Dead Man Walking
In 1993, Sister Helen Prejean’s memoir Dead Man Walking launched her on the national stage and inspired the 1995 Oscar-winning movie of the same name starring Susan Sarandon and Sean Penn.
Dead Man Walking is the latest release on the Metropolitan Opera, Live HD series. American composer Jake Heggie’s masterpiece, it is the most widely performed new opera of the last 20 years, and now a powerful new production by Ivo van Hove.
Based on Sister Helen Prejean’s memoir about her fight for the soul of a condemned murderer, Dead Man Walking is the combination of Heggie’s haunting and poignant music and a meaty libretto by Terrence McNally. A sung version of the opera will be performed in New York State’s Sing-Sing prison with inmates from the music program as the chorus.
The opera raises questions about how as a society we respond to violence on a human level. All involved parties are suffering. Human dignity is not being respected, no one is being cared for in a humane way. The justice meted out by the American prison system is no less violent or worse than the crime. Despite how legally correct that may be, it still feels totally wrong.
“I will be the face of love for you, I will be the face of Christ for you,” says Sister Helen to Joseph just before his execution. Sister Helen remains as close as possible as Joseph is surrounded by prisoners, officers, and the deceased's families, strapped to the crucifixion-like medical bed and prepared to be put to death.

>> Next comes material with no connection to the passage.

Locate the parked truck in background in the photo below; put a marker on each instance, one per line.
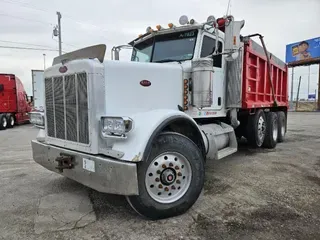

Director Ivo van Hove tackles the meaty issues and moral dilemmas of this opera with razor -like focus. The movement is kept to a minimum without resorting to ‘stand and sing’ focussing our attention on the singing and yes, the acting. It is the acting skills of the performers that make this production memorable.
Jan Versweyveld’s set is spare, minimalist and focuses on the main protagonists -grey, expansive walls, minimal props, and a small room behind a door at the back remain throughout. Any of the conceptual elements of the staging are put aside however for the agonising and silent focus on the details of De Rocher’s execution: the insertion of the needle, the pumping of the green poison, the long flatlining beep of the ECG — the only thing recognisable as music as white light floods the stage.
Esteemed Met Music Director Yannick Nézet-Séguin brings Heggie’s music to life. There are nods to American folk song, Gershwin-like melodies and gritty nods to Philip Glass and Alban Berg while still retaining the unmistakable Heggie style.
Two-toned lighting (by Versweyveld and projections by Christopher Ash) is a feature of the opera, defining Sister Helen and Joseph De Rocher’s worlds, combined with their faces projected large onto the screen as the day of Joseph’s death approaches. A crew of camera operators appear onstage to feed close-ups of the singers to a massive cubic screen suspended over the stage like something out of 1984.
An D’Huys costumes are deliberately monotonal and subdued in colour, presumably to add to the desolation of the various acting areas.
Mezzo-soprano Joyce DiDonato stars as Sister Helen. Her uniquely warm, pure voice makes her the ideal choice. It is richly nuanced, and her expressions of faith clear and believable — particularly in the hymn He Will Gather Us Around, used as a motive at the beginning and the end of the opera. DiDonato gives a bravura performance in an uncompromising, exhausting role.
The exceptional cast also features bass-baritone Ryan McKinny as the death-row inmate Joseph De Rocher whose thirst and demand for life are skilfully fully captured by McKinny’s tenderness and strength of tone, which becomes unsettling to witness. It is his inner strength that leads Sister Helen to fight for him. At the centre of his rage is his humanity; he balances robust singing, undermined by a helplessness of frailty and mounting fear. His confession scene is perfection!
Mr. McKinney became a pen pal to a death row inmate in Texas, who sadly committed suicide after the Supreme Court refused to hear his appeal last year.
My favourite supporting performance of the evening comes from mezzo-soprano Susan Graham, who sang Joe’s mother — billed as Mrs. Patrick De Rocher. Twenty-three years ago, Graham created the role of Sister Helen at San Francisco Opera’s premiere of the opera. She gives a practically flawless performance of the grief-stricken mother. Everything is mastered, her style and the clutching of her handbag, to her heartbreakingly address to the pardon committee.
Soprano Latonia Moore as Sister Rose gives a moving performance in her support for Sister Helen.
The chorus form the guards, the public at De Rocher’s trial and witnesses at the execution.
Dead Man Walking is a thought-provoking Opera about truth, forgiveness, and the possibility of redemption. The fact that it based on truth makes it even more compelling. Ms. DiDonato goes so far as to call it “the greatest love story in the opera world!”